Yes, during the Machines Of Loving Grace project we did drag a Marshall double-stack up a cliff above the ocean near Indigo Ranch in Malibu. This required plenty of muscle and several long extension cords so we could power it up at the edge of the overlook. We drilled a hole through the "sacrificial guitar" (painted gloriously by Scott Benzel, MLG's singer), and tied a long rope onto it. Then we got the longest instrument cables we could find and plugged the guitar into the amp. Guitar player Tom Coffeen readied himself to play the guitar at the edge of the cliff and I set up a portable Panasonic DAT machine and a pair of Audio Technica AT8004 mics on either side of the guitar rig. Tom bashed the guitar against the cabs and it started to to scream with a loud feedback howl. Then he tossed the guitar off the cliff. Once it went out of view down the cliff, we could only hear it crashing and breaking in the most elegantly beautiful destruction through the Marshall. We pulled on the rope and dragged the guitar back up the cliff to take a look. It was in pieces held together by guitar strings.
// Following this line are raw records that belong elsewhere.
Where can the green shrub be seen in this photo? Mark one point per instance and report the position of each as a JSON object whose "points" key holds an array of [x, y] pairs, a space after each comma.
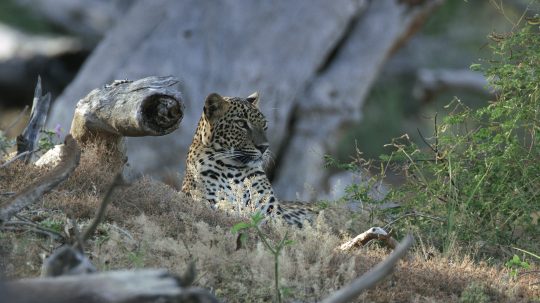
{"points": [[478, 179]]}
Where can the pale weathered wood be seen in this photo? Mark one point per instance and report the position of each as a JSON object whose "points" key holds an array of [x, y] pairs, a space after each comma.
{"points": [[430, 82], [333, 100], [147, 107], [69, 161], [372, 277], [229, 47], [140, 286], [28, 140]]}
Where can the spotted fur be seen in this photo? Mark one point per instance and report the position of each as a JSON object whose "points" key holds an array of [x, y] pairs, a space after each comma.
{"points": [[229, 150]]}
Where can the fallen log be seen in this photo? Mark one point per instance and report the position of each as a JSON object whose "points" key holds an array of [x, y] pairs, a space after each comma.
{"points": [[69, 161], [141, 286], [372, 277], [146, 107], [27, 142]]}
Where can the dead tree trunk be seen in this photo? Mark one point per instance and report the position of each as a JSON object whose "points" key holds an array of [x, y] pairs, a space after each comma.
{"points": [[27, 142], [147, 107], [69, 161], [312, 61]]}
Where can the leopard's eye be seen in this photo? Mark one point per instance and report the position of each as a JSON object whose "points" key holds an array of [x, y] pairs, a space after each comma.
{"points": [[243, 124]]}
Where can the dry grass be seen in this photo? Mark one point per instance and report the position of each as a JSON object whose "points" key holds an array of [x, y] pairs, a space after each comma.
{"points": [[149, 224]]}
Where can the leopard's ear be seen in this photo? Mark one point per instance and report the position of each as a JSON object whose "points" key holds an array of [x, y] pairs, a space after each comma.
{"points": [[254, 99], [215, 106]]}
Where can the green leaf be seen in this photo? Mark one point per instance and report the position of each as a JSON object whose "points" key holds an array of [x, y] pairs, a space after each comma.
{"points": [[475, 67], [240, 226]]}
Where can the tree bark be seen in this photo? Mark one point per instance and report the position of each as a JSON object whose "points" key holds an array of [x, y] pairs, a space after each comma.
{"points": [[333, 100], [141, 286], [372, 277], [312, 61], [146, 107]]}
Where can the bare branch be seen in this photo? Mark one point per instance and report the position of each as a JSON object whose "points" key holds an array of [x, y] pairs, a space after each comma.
{"points": [[100, 213], [369, 279], [29, 195], [141, 286]]}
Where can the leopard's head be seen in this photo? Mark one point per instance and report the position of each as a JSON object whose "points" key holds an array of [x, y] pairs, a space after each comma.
{"points": [[235, 129]]}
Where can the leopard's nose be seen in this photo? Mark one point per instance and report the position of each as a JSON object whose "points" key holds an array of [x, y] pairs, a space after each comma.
{"points": [[262, 147]]}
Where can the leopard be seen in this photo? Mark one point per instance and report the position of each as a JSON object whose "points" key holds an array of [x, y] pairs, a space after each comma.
{"points": [[230, 149]]}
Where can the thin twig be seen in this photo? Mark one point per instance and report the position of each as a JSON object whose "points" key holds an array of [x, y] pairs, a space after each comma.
{"points": [[31, 226], [412, 214], [100, 213], [21, 155], [17, 119]]}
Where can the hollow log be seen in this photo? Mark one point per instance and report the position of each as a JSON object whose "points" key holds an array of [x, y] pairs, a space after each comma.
{"points": [[372, 277], [141, 286], [146, 107], [27, 142]]}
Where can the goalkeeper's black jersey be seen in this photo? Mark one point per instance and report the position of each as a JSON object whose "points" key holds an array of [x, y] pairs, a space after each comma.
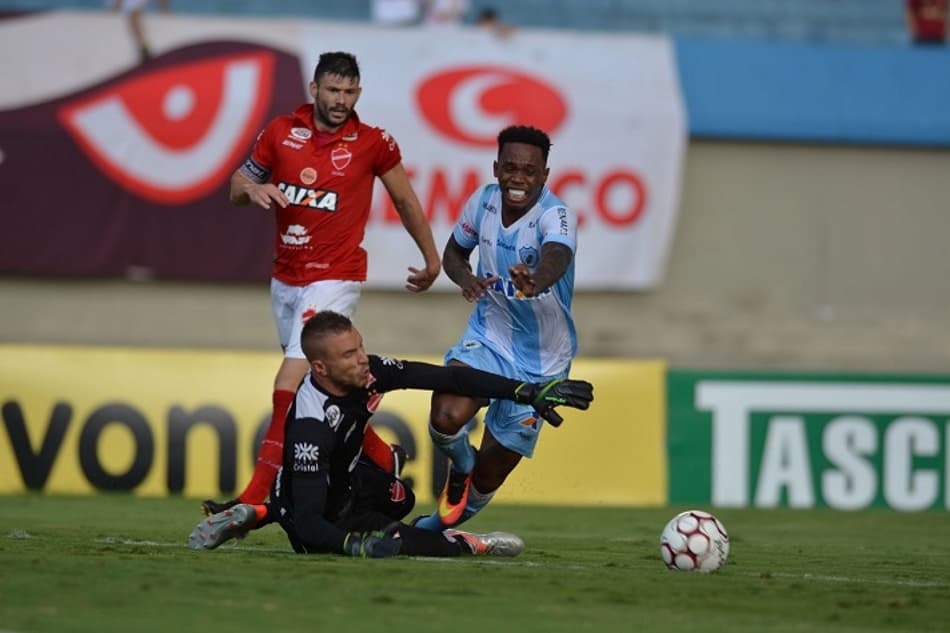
{"points": [[323, 440]]}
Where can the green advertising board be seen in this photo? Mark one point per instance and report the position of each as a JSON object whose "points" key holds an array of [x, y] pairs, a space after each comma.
{"points": [[800, 440]]}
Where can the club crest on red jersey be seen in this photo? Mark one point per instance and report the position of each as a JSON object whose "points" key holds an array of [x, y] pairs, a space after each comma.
{"points": [[340, 157]]}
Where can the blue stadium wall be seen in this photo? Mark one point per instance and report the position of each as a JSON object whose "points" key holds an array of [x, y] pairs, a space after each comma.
{"points": [[811, 92]]}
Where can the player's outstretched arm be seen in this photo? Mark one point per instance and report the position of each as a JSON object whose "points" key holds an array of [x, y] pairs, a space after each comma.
{"points": [[475, 383], [245, 191], [413, 218]]}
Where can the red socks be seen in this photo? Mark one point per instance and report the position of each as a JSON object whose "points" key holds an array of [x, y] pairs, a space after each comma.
{"points": [[271, 455]]}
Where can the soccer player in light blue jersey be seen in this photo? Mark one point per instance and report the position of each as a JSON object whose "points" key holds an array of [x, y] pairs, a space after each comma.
{"points": [[521, 326]]}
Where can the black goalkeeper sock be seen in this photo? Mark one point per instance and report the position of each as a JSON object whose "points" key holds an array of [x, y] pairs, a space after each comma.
{"points": [[419, 542]]}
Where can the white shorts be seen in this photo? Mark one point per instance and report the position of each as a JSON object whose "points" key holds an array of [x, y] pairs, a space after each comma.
{"points": [[293, 305]]}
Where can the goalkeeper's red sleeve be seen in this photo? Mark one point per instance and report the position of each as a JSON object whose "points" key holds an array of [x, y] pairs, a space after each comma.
{"points": [[378, 450]]}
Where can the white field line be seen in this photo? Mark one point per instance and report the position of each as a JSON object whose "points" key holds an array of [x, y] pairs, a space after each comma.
{"points": [[888, 582]]}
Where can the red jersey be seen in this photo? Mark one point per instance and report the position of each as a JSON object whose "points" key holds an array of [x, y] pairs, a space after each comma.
{"points": [[328, 179], [929, 19]]}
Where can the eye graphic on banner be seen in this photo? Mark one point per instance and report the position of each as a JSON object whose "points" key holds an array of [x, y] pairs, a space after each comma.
{"points": [[173, 135], [472, 104]]}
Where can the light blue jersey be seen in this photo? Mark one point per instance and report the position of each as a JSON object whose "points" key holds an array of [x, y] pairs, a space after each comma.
{"points": [[535, 335]]}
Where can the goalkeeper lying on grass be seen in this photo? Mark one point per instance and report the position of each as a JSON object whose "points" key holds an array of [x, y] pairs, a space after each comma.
{"points": [[329, 500]]}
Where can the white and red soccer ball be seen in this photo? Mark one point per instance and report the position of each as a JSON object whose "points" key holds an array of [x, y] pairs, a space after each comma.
{"points": [[694, 541]]}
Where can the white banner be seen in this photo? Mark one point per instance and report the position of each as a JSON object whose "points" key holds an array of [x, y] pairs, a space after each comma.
{"points": [[611, 104]]}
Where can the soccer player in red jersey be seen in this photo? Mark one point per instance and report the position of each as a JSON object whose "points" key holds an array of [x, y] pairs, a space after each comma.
{"points": [[316, 167]]}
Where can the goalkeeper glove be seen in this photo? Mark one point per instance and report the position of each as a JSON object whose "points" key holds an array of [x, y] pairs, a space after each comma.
{"points": [[560, 391], [380, 544]]}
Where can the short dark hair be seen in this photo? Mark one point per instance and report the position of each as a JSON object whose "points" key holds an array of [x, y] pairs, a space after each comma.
{"points": [[525, 134], [337, 63], [318, 327]]}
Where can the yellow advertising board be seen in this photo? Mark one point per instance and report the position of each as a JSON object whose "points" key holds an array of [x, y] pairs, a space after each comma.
{"points": [[173, 421]]}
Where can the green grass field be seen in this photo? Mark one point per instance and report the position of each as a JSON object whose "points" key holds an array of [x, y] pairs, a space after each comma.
{"points": [[118, 563]]}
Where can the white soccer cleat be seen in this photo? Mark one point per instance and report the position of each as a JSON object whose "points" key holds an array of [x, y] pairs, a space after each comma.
{"points": [[491, 544], [222, 527]]}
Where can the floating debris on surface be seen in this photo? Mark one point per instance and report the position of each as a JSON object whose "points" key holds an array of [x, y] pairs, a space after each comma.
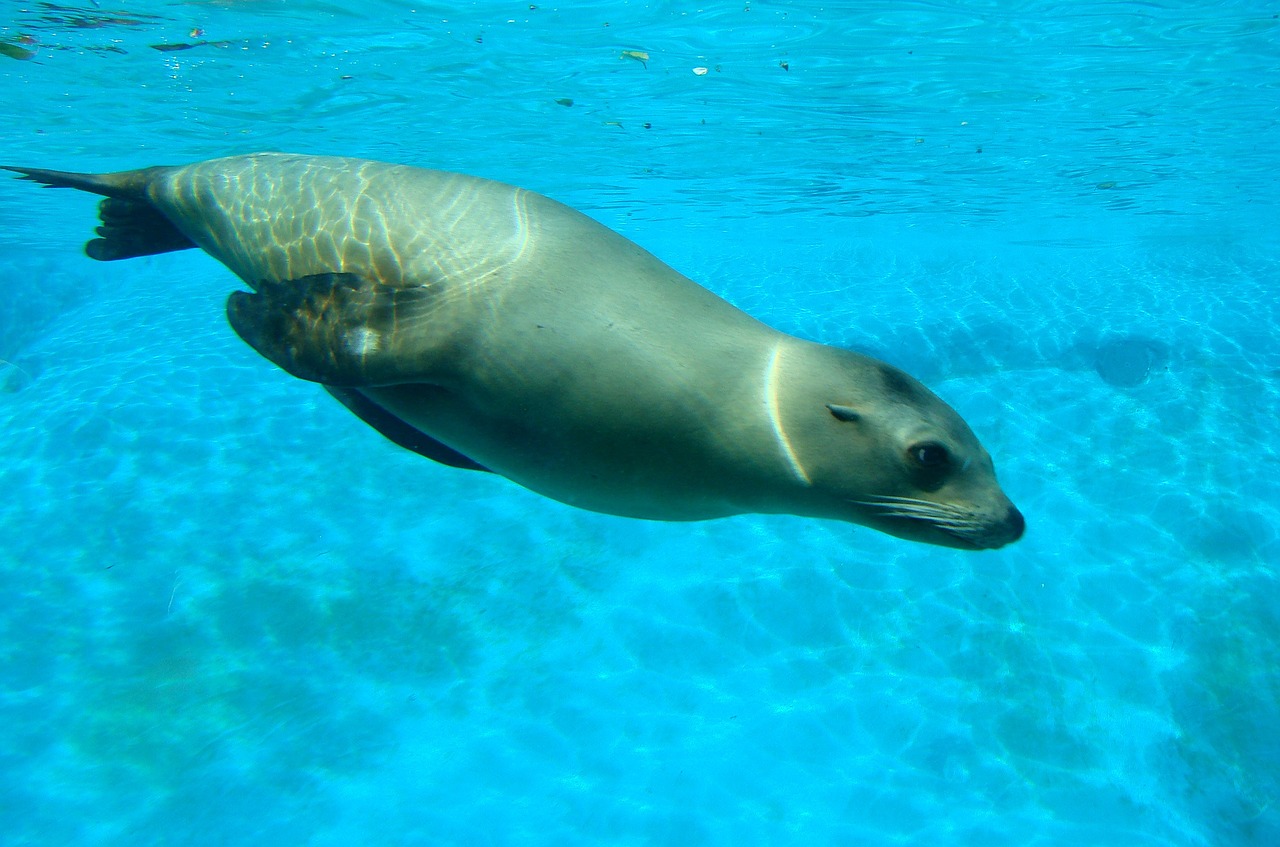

The guitar mayhem ultimately did not make the final cut on "Gilt". The album was dark and moody (concrete/grey is the perfect description) and the crashing feedback was just too distracting. Oh well, it was definitely worth the trouble setting up for the big dramatic guitar toss, if for no other reason it made a great story and built vivid memories for a lifetime. Studio owner Richard Kaplan insisted on keeping the pieces of the guitar, which he immortalized into a plaque which hung on the wall in Indigo Ranch Studios until its closing in 2006.
I assisted on the Siegmen sessions at Grandmaster and it was a wonderful experience to work with you and a lot of fun. I went out to pick them up on Melrose when the band was needed back in the studio. Crazy and fun bunch of guys.
Years later I was auditioning some audiophile speakers and had Gilt among the CDs I was using to check them out. The mixes just stood head and shoulders above what else I had brought and I had brought all my favorites! Each instrument stands in its own space and there is a wonderful depth to that album that really shines on a good system.
How do you go about creating that dimension and what methods help you get there? Any examples (tracking or mixing) or info from the Gilt recording sessions would be greatly appreciated.